CIFAR100() can use CIFAR-100 dataset as shown below:

*Memos:

  • The 1st argument is root(Required-Type:str or pathlib.Path). *An absolute or relative path is possible.
  • The 2nd argument is train(Optional-Default:True-Type:bool). *If it's True, train data(50,000 images) is used while if it's False, test data(10,000 images) is used.
  • The 3rd argument is transform(Optional-Default:None-Type:callable).
  • The 4th argument is target_transform(Optional-Default:None-Type:callable).
  • The 5th argument is download(Optional-Default:False-Type:bool): *Memos:
    • If it's True, the dataset is downloaded from the internet and extracted(unzipped) to root.
    • If it's True and the dataset is already downloaded, it's extracted.
    • If it's True and the dataset is already downloaded and extracted, nothing happens.
    • It should be False if the dataset is already downloaded and extracted because it's faster.
    • You can manually download and extract the dataset(cifar-100-python.tar.gz) from here to data/cifar-100-python/.
from torchvision.datasets import CIFAR100

train_data = CIFAR100(
    root="data"
)

train_data = CIFAR100(
    root="data",
    train=True,
    transform=None,
    target_transform=None,
    download=False
)

test_data = CIFAR100(
    root="data",
    train=False
)

len(train_data), len(test_data)
# (50000, 10000)

train_data
# Dataset CIFAR100
#     Number of datapoints: 50000
#     Root location: data
#     Split: Train

train_data.root
# 'data'

train_data.train
# True

print(train_data.transform)
# None

print(train_data.target_transform)
# None

train_data.download
# <bound method CIFAR10.download of Dataset CIFAR100
#    Number of datapoints: 50000
#    Root location: data
#    Split: Train>

len(train_data.classes), train_data.classes
# (100,
#  ['apple', 'aquarium_fish', 'baby', 'bear', 'beaver', 'bed',
#   'bicycle', 'bottle', 'bowl', ..., 'wolf', 'woman', 'worm'])

train_data[0]
# (<PIL.Image.Image image mode=RGB size=32x32>, 19)

train_data[1]
# (<PIL.Image.Image image mode=RGB size=32x32>, 29)

train_data[2]
# (<PIL.Image.Image image mode=RGB size=32x32>, 0)

train_data[3]
# (<PIL.Image.Image image mode=RGB size=32x32>, 11)

train_data[4]
# (<PIL.Image.Image image mode=RGB size=32x32>, 1)

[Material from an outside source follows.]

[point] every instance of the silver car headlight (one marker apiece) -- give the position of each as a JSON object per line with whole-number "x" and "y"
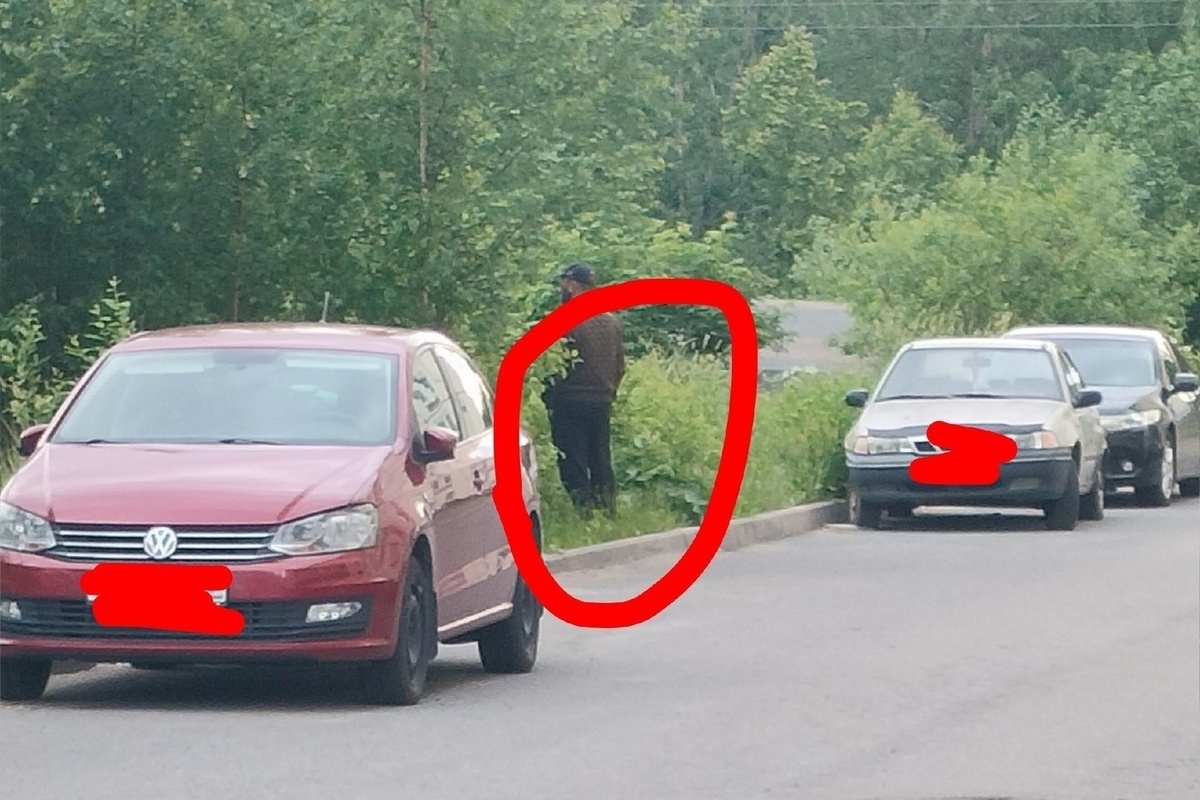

import matplotlib.pyplot as plt

def show_images(data, main_title=None):
    plt.figure(figsize=(10, 5))
    plt.suptitle(t=main_title, y=1.0, fontsize=14)
    for i, (im, lab) in zip(range(1, 11), data):
        plt.subplot(2, 5, i)
        plt.imshow(X=im)
        plt.title(label=lab)
    plt.tight_layout()
    plt.show()

show_images(data=train_data, main_title="train_data")
show_images(data=test_data, main_title="test_data")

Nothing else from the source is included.